その日から「きみ」は、僕に話しかけることもなく、毎日僕の隣で寝転んでいた。僕も「きみ」に話しかけることはしなかった。「きみ」が”この町”の人でないことはすぐに検討が付いた。しかし、それ以外のことは何もわからなかった。知りたいとは思わなかった。
「きみ」と初めて会話をしたのは、出会いから二週間ほど経ってからのことだった。いつものように寝転んでいた「きみ」の顔に、飛蝗が飛び乗ったのだ。「きみ」は驚いて声を上げ、僕はその声に驚いて隣を見た。その時、初めて目が合った。少し間をおいてから、「きみ」は微笑みながら「びっくりしちゃったね」と言った。僕は、返事ができなかった。

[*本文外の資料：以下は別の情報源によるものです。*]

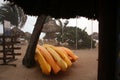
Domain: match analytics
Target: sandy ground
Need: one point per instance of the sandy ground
(85, 68)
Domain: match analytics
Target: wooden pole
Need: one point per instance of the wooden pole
(28, 59)
(107, 40)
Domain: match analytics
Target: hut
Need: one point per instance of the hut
(104, 11)
(50, 29)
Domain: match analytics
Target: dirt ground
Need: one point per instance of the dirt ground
(85, 68)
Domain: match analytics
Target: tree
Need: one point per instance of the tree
(83, 39)
(12, 13)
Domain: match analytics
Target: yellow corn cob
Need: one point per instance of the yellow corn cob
(58, 59)
(49, 59)
(45, 67)
(63, 54)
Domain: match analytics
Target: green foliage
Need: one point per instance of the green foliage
(12, 13)
(69, 35)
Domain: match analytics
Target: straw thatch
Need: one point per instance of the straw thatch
(59, 8)
(51, 26)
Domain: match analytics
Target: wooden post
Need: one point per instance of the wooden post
(28, 59)
(107, 40)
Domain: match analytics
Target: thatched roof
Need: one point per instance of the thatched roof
(51, 26)
(59, 8)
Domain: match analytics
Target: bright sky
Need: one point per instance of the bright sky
(91, 25)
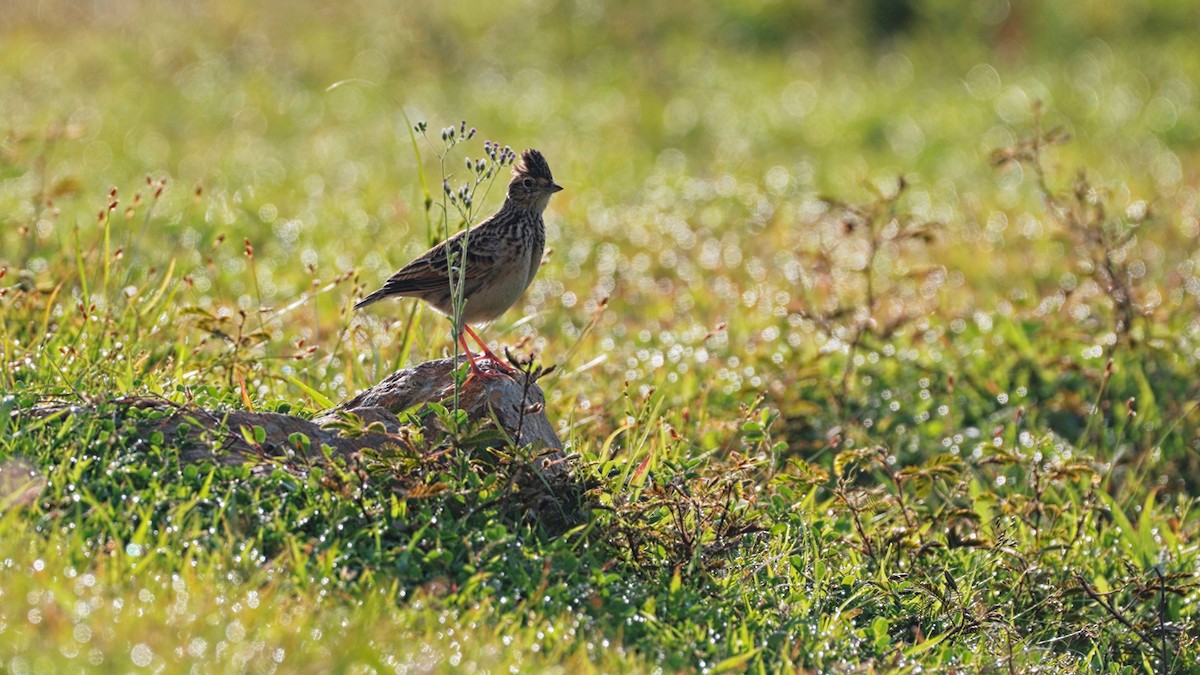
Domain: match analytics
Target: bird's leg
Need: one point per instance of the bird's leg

それから「きみ」は、僕に話しかけてくるようになった。とりとめもない、取るに足らない話。しばらくは黙って聞いているだけだった僕も、少しずつ相槌を打つようになり、気付けば会話をするようになっていた。この頃の僕にとって、この時間は忘れていた幸福を思い出させてくれるような、大切な時間になっていた。
そしてある日、「きみ」が東京からやってきた転校生であることを知った。